# Issues Depositing Foreign USD Checks! Advice Needed!



## Nirvana (Jun 11, 2011)

Hey guys,

I do some part time online work (not my daytime job) and regularly get commissions through mail (cheques) from the US.

I seem to always have problems with my bank here, with regards to depositing them. 

They ask a lot of questions and I need to explain to them EVERY TIME how the money is made, where exactly it came from and convince them that everything is legit! Occasionally, I have to re-explain to the same person over and over again, every time I have a new cheque. 

Sometimes the cheques are cashed, other times the cashing is delayed or the cheque is rejected for no apparent reason. Depending on their mood or the branch I deposit the cheque with. Tried all of their branches. Same headache.

Frankly, I'm sickin' tired of it. Would registering a company here make things easier? I think they get suspicious because I'm a regular employee on work visa and not an investor maybe? Do I need to open an account with an international bank instead? Would that mean less headache?

If anyone has any suggestions/tips/pointers, I'd appreciate sharing them.

Thanks.


----------



## Canuck_Sens (Nov 16, 2010)

Nirvana said:


> regularly get commissions through mail (cheques) from the US...I seem to always have problems with my bank here, with regards to depositing them. They ask a lot of questions and I need to explain to them EVERY TIME how the money is made, Sometimes the cheques are cashed, other times the cashing is delayed or the cheque is rejected for no apparent reason.
> 
> Frankly, I'm sickin' tired of it. Would registering a company here make things easier? I
> 
> Thanks.


 I applaud the Banks that are inquiring you because this is the right thing to do.

whenever you cash foreign denominated cheques , they MUST ask you questions and as you are aware Banks charge hefty fees to clear these kind of cheques. The charges are high to discourage people from doing that.

They need to know the origin of your funds. You cannot simply go to a bank here and deposit 40KUSD without proving the origin of your funds. Those who accept it are doing wrong.

why don't you try to get the cheques deposited in a USD account in the US or through paypal ? Whoever pays you that commission must be able to pay through an Electronic facility.


----------



## Nirvana (Jun 11, 2011)

Canuck_Sens said:


> I applaud the Banks that are inquiring you because this is the right thing to do.
> 
> whenever you cash foreign denominated cheques , they MUST ask you questions and as you are aware Banks charge hefty fees to clear these kind of cheques. The charges are high to discourage people from doing that.
> 
> They need to know the origin of your funds. You cannot simply go to a bank here and deposit 40KUSD without proving the origin of your funds. Those who accept it are doing wrong.
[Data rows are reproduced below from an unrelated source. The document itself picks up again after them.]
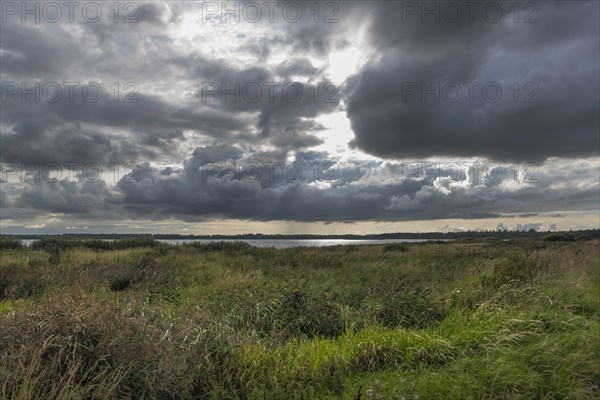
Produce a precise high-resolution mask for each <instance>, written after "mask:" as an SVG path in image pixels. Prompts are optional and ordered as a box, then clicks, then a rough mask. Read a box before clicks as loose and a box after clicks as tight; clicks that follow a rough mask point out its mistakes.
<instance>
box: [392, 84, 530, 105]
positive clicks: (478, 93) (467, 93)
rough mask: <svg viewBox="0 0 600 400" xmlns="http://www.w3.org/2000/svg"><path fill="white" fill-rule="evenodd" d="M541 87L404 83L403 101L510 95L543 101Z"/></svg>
mask: <svg viewBox="0 0 600 400" xmlns="http://www.w3.org/2000/svg"><path fill="white" fill-rule="evenodd" d="M539 95H540V87H539V85H538V84H537V83H536V82H525V83H520V82H512V83H511V84H510V85H507V84H503V83H500V82H424V81H406V82H402V90H401V93H400V97H401V99H402V102H403V103H409V102H413V103H423V104H425V103H458V102H461V101H463V102H464V101H466V102H469V103H475V102H477V101H483V102H485V103H498V102H499V101H501V100H502V98H503V97H508V98H509V99H511V100H512V101H513V102H514V103H525V104H527V103H539V101H540V97H539Z"/></svg>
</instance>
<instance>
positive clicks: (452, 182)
mask: <svg viewBox="0 0 600 400" xmlns="http://www.w3.org/2000/svg"><path fill="white" fill-rule="evenodd" d="M599 4H600V3H599V2H597V1H533V2H531V1H527V2H515V1H478V2H461V1H458V2H443V1H437V2H436V1H381V2H377V1H369V2H366V1H338V2H331V1H330V2H315V1H295V2H293V1H281V0H280V1H276V2H267V1H265V2H263V1H257V2H250V1H237V2H233V1H231V2H220V1H219V2H210V1H152V2H137V1H127V2H125V1H124V2H114V1H110V2H101V1H97V2H87V1H81V2H76V3H69V2H63V1H55V2H46V1H43V2H38V1H29V2H20V1H18V2H15V1H4V0H2V1H0V6H1V15H0V81H1V84H2V86H1V88H0V97H1V99H0V107H1V110H0V163H1V166H0V173H1V176H0V178H1V179H2V181H1V183H0V230H1V233H3V234H36V233H37V234H46V233H111V232H118V233H142V232H143V233H181V234H237V233H282V234H294V233H315V234H345V233H353V234H370V233H383V232H399V231H404V232H432V231H439V232H446V231H461V230H480V229H486V230H490V229H492V230H496V229H501V230H504V229H509V230H514V229H517V230H520V229H536V230H542V231H546V230H568V229H589V228H598V227H599V226H600V210H599V207H600V206H599V204H600V83H599V82H600V76H599V75H600V72H599V71H600V28H599V25H600V5H599Z"/></svg>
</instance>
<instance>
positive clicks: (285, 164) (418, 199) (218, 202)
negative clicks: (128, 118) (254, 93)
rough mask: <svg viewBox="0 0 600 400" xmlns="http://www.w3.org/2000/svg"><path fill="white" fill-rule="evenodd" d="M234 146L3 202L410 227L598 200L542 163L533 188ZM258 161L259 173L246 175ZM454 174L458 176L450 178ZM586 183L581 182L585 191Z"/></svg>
mask: <svg viewBox="0 0 600 400" xmlns="http://www.w3.org/2000/svg"><path fill="white" fill-rule="evenodd" d="M261 158H269V157H268V156H267V155H265V154H261V153H260V152H248V151H245V150H244V149H241V148H239V147H237V146H229V145H214V146H206V147H200V148H197V149H195V150H194V152H193V154H191V155H190V157H189V158H187V159H186V160H185V161H184V163H183V168H172V167H169V168H157V167H153V166H151V165H150V164H147V163H144V164H140V165H138V168H136V170H135V171H134V172H132V173H131V174H130V175H127V176H125V177H124V178H123V179H121V180H120V181H119V182H118V184H117V185H116V187H113V186H111V185H107V184H104V183H103V182H102V183H101V184H97V183H92V182H90V181H89V180H86V179H83V178H82V177H81V176H79V177H78V178H77V179H76V180H67V179H64V180H62V181H60V182H55V183H51V182H47V181H42V182H36V183H34V182H27V183H26V184H25V190H24V191H23V192H22V193H21V194H18V193H14V194H13V195H11V196H8V195H4V196H5V197H7V201H8V202H10V203H11V204H12V205H13V208H12V209H15V213H14V216H11V218H12V219H18V218H19V216H23V217H31V216H32V215H36V213H37V214H39V215H44V213H47V212H51V213H66V214H69V215H85V216H86V217H87V218H90V219H106V217H107V215H110V216H111V217H112V218H139V217H144V218H150V219H157V220H160V219H165V218H176V219H180V220H185V221H204V220H209V219H214V218H233V219H245V220H255V221H269V220H294V221H336V220H344V221H361V220H382V221H409V220H421V219H422V220H427V219H443V218H466V219H472V218H492V217H501V216H504V215H505V214H506V215H508V216H511V215H514V213H519V214H522V215H539V214H540V213H548V212H556V211H558V210H565V209H566V210H569V209H573V208H576V209H578V210H589V211H593V210H594V209H595V208H596V207H597V203H598V201H599V200H600V199H599V198H598V190H597V182H595V180H596V177H595V171H593V170H592V169H590V168H589V165H587V167H586V165H585V163H584V164H582V165H580V166H579V171H577V169H575V170H574V171H573V170H568V169H563V168H562V167H561V168H556V169H553V166H552V165H550V164H548V165H544V166H542V167H543V168H542V169H541V171H538V173H537V174H536V175H535V179H536V182H533V183H523V182H522V180H521V181H519V182H514V171H513V170H511V169H510V168H507V167H502V168H501V170H500V172H501V174H500V175H496V173H495V172H494V173H492V175H493V176H494V177H495V176H498V178H497V179H496V178H494V181H493V182H490V181H485V180H482V179H479V180H478V181H479V183H473V180H474V179H473V178H472V177H471V178H469V179H470V180H469V179H468V178H467V176H466V174H464V173H461V174H458V175H456V174H454V173H451V172H445V173H443V174H441V175H440V176H437V177H431V178H429V179H425V180H424V179H423V176H416V177H412V176H410V175H409V174H406V173H403V172H402V168H403V167H402V166H401V165H398V164H389V163H383V162H381V161H377V162H365V163H363V162H361V161H353V162H343V163H339V164H338V165H335V174H332V175H328V174H326V175H321V179H317V178H315V177H316V175H314V174H313V172H314V167H313V166H314V162H315V160H318V159H324V158H328V155H327V154H319V153H317V152H308V153H302V154H298V155H297V157H296V158H295V160H294V163H295V164H296V165H297V166H299V167H300V169H301V171H302V175H301V176H300V175H297V174H296V171H295V169H296V167H294V169H292V171H291V174H290V173H289V172H290V171H287V175H286V167H287V166H288V165H290V163H289V162H288V163H286V162H285V161H283V162H282V163H275V164H277V165H275V166H273V167H270V166H268V165H266V164H260V162H259V161H258V160H260V159H261ZM251 162H252V163H257V164H259V168H260V169H261V171H262V174H260V175H258V174H255V173H254V171H255V170H251V172H248V170H245V171H246V173H247V175H244V173H243V172H242V170H244V166H247V165H249V164H250V163H251ZM453 175H456V176H453ZM582 183H583V185H582Z"/></svg>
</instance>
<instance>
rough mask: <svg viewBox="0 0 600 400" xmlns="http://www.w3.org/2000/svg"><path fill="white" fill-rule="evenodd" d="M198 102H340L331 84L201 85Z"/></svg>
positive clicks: (289, 82) (335, 102) (242, 83)
mask: <svg viewBox="0 0 600 400" xmlns="http://www.w3.org/2000/svg"><path fill="white" fill-rule="evenodd" d="M200 93H201V96H202V103H210V102H219V101H220V102H221V103H259V102H261V101H263V102H268V103H274V102H285V103H299V102H300V103H305V102H313V103H328V104H338V103H339V102H340V98H339V94H340V86H339V85H337V84H336V83H334V82H309V83H300V82H214V81H210V82H202V85H201V90H200Z"/></svg>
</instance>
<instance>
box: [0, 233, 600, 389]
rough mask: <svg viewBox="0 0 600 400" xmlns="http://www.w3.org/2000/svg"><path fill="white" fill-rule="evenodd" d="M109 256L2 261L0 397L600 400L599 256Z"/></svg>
mask: <svg viewBox="0 0 600 400" xmlns="http://www.w3.org/2000/svg"><path fill="white" fill-rule="evenodd" d="M119 243H121V244H120V245H117V244H115V245H110V246H108V245H105V244H102V243H101V242H98V241H96V243H95V244H93V243H92V242H90V243H86V242H73V243H71V244H67V243H66V242H64V241H55V242H53V241H46V242H42V243H38V244H37V245H35V246H33V247H32V248H22V247H20V246H18V245H11V244H7V242H6V243H4V244H3V245H2V250H1V256H0V396H1V397H2V398H15V399H30V398H31V399H33V398H47V399H57V398H61V399H62V398H64V399H84V398H107V399H108V398H111V399H112V398H172V399H187V398H195V399H361V400H366V399H406V400H408V399H413V400H414V399H470V398H473V399H492V398H506V399H520V398H522V399H534V398H539V399H552V398H556V399H597V398H600V361H599V358H600V336H599V335H600V304H599V301H600V250H599V245H600V242H599V241H598V240H587V241H578V242H562V241H552V242H550V241H514V242H502V241H483V242H473V243H450V242H449V243H434V242H429V243H424V244H409V245H387V246H383V245H373V246H343V247H341V246H340V247H331V248H320V249H317V248H305V249H287V250H275V249H259V248H253V247H250V246H247V245H244V244H223V243H217V244H211V245H182V246H166V245H160V244H158V243H155V242H153V241H139V242H136V241H135V240H132V241H129V242H119Z"/></svg>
I understand... but if it were just inquiry, it would be fine. But many times they simply reject them... worse, they'll take them from me and leave me waiting for weeks, only to inform me later on that they are rejected and that I need to come over and collect them.



> why don't you try to get the cheques deposited in a USD account in the US


How would I collect them here? Or are you referring to offshore accounts managed from here?



> or through paypal ?


I use paypal for other networks/companies. If it were an option, I'd switch to only paypal and wire transfers for all networks.
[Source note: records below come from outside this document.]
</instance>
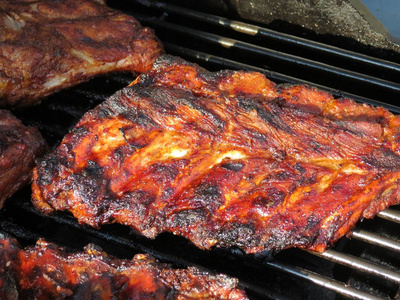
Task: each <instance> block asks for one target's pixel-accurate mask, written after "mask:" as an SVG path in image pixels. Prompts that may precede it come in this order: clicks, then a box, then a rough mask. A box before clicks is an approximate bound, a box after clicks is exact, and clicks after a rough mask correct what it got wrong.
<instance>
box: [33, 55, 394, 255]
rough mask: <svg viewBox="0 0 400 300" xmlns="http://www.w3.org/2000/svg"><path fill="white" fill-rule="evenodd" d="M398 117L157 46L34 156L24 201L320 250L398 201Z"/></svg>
mask: <svg viewBox="0 0 400 300" xmlns="http://www.w3.org/2000/svg"><path fill="white" fill-rule="evenodd" d="M399 130H400V119H399V118H398V117H397V116H394V115H392V114H391V113H389V112H388V111H387V110H385V109H383V108H375V107H371V106H368V105H361V104H357V103H355V102H354V101H352V100H350V99H334V98H333V97H332V95H330V94H328V93H326V92H323V91H320V90H317V89H315V88H310V87H305V86H287V85H283V86H276V85H275V84H274V83H273V82H270V81H269V80H268V79H266V78H265V77H264V76H263V75H262V74H259V73H254V72H243V71H238V72H234V71H222V72H217V73H211V72H208V71H206V70H204V69H201V68H199V67H198V66H196V65H194V64H190V63H187V62H184V61H183V60H180V59H177V58H173V57H170V56H165V57H163V58H161V59H159V60H158V61H157V62H156V64H155V66H154V68H153V69H152V70H151V71H150V72H148V73H146V74H143V75H142V76H140V77H139V79H138V80H137V81H136V82H135V83H134V84H133V85H132V86H130V87H128V88H126V89H124V90H122V91H120V92H118V93H116V94H115V95H114V96H112V97H111V98H110V99H109V100H108V101H106V102H105V103H103V104H101V105H99V106H98V107H97V108H95V109H94V110H92V111H90V112H88V113H87V114H86V115H85V116H84V117H83V118H82V119H81V121H80V122H79V123H78V124H77V125H76V127H75V128H74V129H73V130H72V132H71V133H70V134H68V135H67V136H66V137H65V139H64V140H63V142H62V143H61V145H60V146H59V147H58V148H57V149H56V150H55V151H54V152H53V153H52V154H50V155H48V156H47V157H46V158H45V159H43V160H42V161H41V162H40V163H39V164H38V167H37V168H36V169H35V172H34V178H35V179H34V184H33V193H34V194H33V195H34V203H35V205H36V207H37V208H38V209H40V210H41V211H43V212H45V213H50V212H52V211H53V210H68V211H70V212H72V213H73V214H74V215H75V217H76V218H77V219H78V220H79V222H81V223H85V224H90V225H92V226H95V227H98V226H100V225H101V224H106V223H111V222H118V223H121V224H125V225H128V226H132V227H133V228H135V229H136V230H137V231H138V232H140V233H141V234H143V235H145V236H147V237H150V238H154V237H155V236H156V235H157V234H159V233H161V232H164V231H169V232H172V233H174V234H177V235H182V236H185V237H187V238H189V239H190V240H191V241H193V243H195V244H196V245H197V246H198V247H200V248H202V249H208V248H210V247H212V246H214V245H216V246H224V247H230V246H236V247H240V248H242V249H243V250H245V251H246V252H248V253H256V252H260V251H263V250H275V251H277V250H281V249H284V248H288V247H300V248H305V249H312V250H316V251H323V250H325V249H326V247H327V246H328V245H330V244H332V243H333V242H335V241H337V240H338V239H339V238H340V237H342V236H343V235H345V234H346V233H347V232H348V231H349V229H351V228H352V227H353V226H354V225H355V224H356V222H357V221H358V220H359V219H360V218H372V217H373V216H374V215H375V214H376V213H378V212H379V211H380V210H382V209H384V208H386V207H388V206H389V205H392V204H396V203H399V188H400V184H399V179H400V157H399V154H400V134H399V132H400V131H399Z"/></svg>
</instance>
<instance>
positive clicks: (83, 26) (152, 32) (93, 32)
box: [0, 0, 163, 107]
mask: <svg viewBox="0 0 400 300" xmlns="http://www.w3.org/2000/svg"><path fill="white" fill-rule="evenodd" d="M162 51H163V50H162V46H161V44H160V42H159V41H158V39H157V38H156V37H155V35H154V33H153V31H152V30H151V29H149V28H145V27H142V26H141V25H140V23H139V22H138V21H137V20H135V19H134V18H133V17H130V16H128V15H125V14H123V13H121V12H119V11H115V10H112V9H111V8H109V7H107V6H106V5H105V3H104V1H103V0H80V1H76V0H64V1H55V0H23V1H14V0H5V1H1V2H0V105H1V106H14V107H22V106H28V105H33V104H37V103H39V102H40V101H41V99H42V98H43V97H46V96H48V95H50V94H52V93H54V92H56V91H59V90H61V89H64V88H67V87H71V86H73V85H75V84H78V83H80V82H83V81H86V80H88V79H89V78H91V77H93V76H95V75H99V74H104V73H108V72H113V71H130V72H144V71H147V70H149V69H150V68H151V66H152V64H153V62H154V60H155V59H156V58H157V56H158V55H159V54H160V53H161V52H162Z"/></svg>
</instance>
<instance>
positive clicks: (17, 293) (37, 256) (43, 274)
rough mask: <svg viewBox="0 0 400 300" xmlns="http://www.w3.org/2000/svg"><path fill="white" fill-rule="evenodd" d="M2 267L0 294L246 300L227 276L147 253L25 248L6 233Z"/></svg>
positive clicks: (46, 295) (42, 242) (90, 246)
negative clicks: (114, 256) (79, 251)
mask: <svg viewBox="0 0 400 300" xmlns="http://www.w3.org/2000/svg"><path fill="white" fill-rule="evenodd" d="M0 271H1V272H0V298H1V299H104V300H105V299H110V300H111V299H232V300H233V299H235V300H239V299H247V297H246V295H245V293H244V291H242V290H240V289H238V288H237V283H238V281H237V279H233V278H230V277H228V276H226V275H222V274H217V275H211V274H209V273H207V272H204V271H201V270H199V269H197V268H194V267H189V268H187V269H173V268H172V267H171V266H170V265H168V264H163V263H160V262H158V261H157V260H156V259H155V258H153V257H151V256H150V255H147V254H137V255H135V256H134V257H133V258H132V260H125V259H118V258H114V257H110V256H107V254H106V253H104V252H103V251H102V250H101V249H100V248H99V247H97V246H95V245H88V246H87V247H86V248H85V250H84V251H83V252H76V253H69V252H66V251H65V249H63V248H61V247H57V246H56V245H54V244H51V243H47V242H45V241H44V240H39V241H38V242H37V244H36V245H35V246H33V247H27V248H24V249H21V248H20V247H19V245H18V243H17V241H16V240H15V239H13V238H10V237H9V236H6V235H4V234H0Z"/></svg>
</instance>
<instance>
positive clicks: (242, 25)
mask: <svg viewBox="0 0 400 300" xmlns="http://www.w3.org/2000/svg"><path fill="white" fill-rule="evenodd" d="M152 5H154V6H156V7H158V8H161V9H163V10H165V11H167V12H169V13H175V14H178V15H181V16H184V17H189V18H192V19H195V20H198V21H202V22H206V23H209V24H213V25H217V26H220V27H223V28H226V29H231V30H235V31H238V32H241V33H244V34H247V35H260V36H264V37H268V38H270V39H273V40H276V41H280V42H285V43H287V44H289V45H292V46H295V47H298V46H300V47H303V48H305V49H310V50H316V51H319V52H323V53H327V54H330V55H335V56H338V57H341V58H345V59H351V60H353V61H357V62H361V63H364V64H369V65H372V66H375V67H379V68H386V69H388V70H393V71H396V72H400V65H399V64H397V63H394V62H390V61H387V60H383V59H379V58H375V57H371V56H367V55H363V54H360V53H356V52H353V51H349V50H345V49H341V48H338V47H334V46H331V45H327V44H323V43H320V42H315V41H312V40H308V39H304V38H300V37H296V36H293V35H289V34H285V33H281V32H277V31H274V30H271V29H267V28H265V27H260V26H256V25H252V24H248V23H244V22H239V21H233V20H230V19H227V18H224V17H220V16H216V15H212V14H207V13H203V12H199V11H195V10H191V9H188V8H184V7H181V6H177V5H173V4H169V3H165V2H158V1H157V2H155V3H154V2H152Z"/></svg>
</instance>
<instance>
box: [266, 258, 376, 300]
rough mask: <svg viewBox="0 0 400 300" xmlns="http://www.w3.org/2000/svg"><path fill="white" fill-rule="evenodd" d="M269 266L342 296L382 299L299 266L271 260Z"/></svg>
mask: <svg viewBox="0 0 400 300" xmlns="http://www.w3.org/2000/svg"><path fill="white" fill-rule="evenodd" d="M268 265H269V266H271V267H273V268H275V269H279V270H280V271H282V272H286V273H289V274H291V275H293V276H296V277H300V278H303V279H305V280H307V281H310V282H312V283H314V284H317V285H319V286H322V287H324V288H326V289H329V290H331V291H334V292H336V293H338V294H340V295H342V296H346V297H348V298H350V299H360V300H365V299H368V300H377V299H382V298H380V297H377V296H374V295H371V294H370V293H366V292H363V291H360V290H358V289H355V288H353V287H351V286H348V285H346V284H345V283H342V282H340V281H337V280H334V279H331V278H327V277H325V276H322V275H319V274H316V273H314V272H311V271H308V270H305V269H302V268H299V267H291V266H288V265H286V264H281V263H275V262H271V263H268Z"/></svg>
> Whoever pays you that commission must be able to pay through an Electronic facility.


Not necessarily. There are many reputed companies that don't have these options for international affiliates. Only cheques.


----------



## Canuck_Sens (Nov 16, 2010)

Good luck. I cannot help you further.


----------



## msbettyboopdxb (Mar 22, 2009)

I've deposited a foreign cheque in my ENBD account before and there was no problem although they charged like $30 to clear it and it took over a month to get the money in my account. Are you depositing humongous amounts of money or what?


----------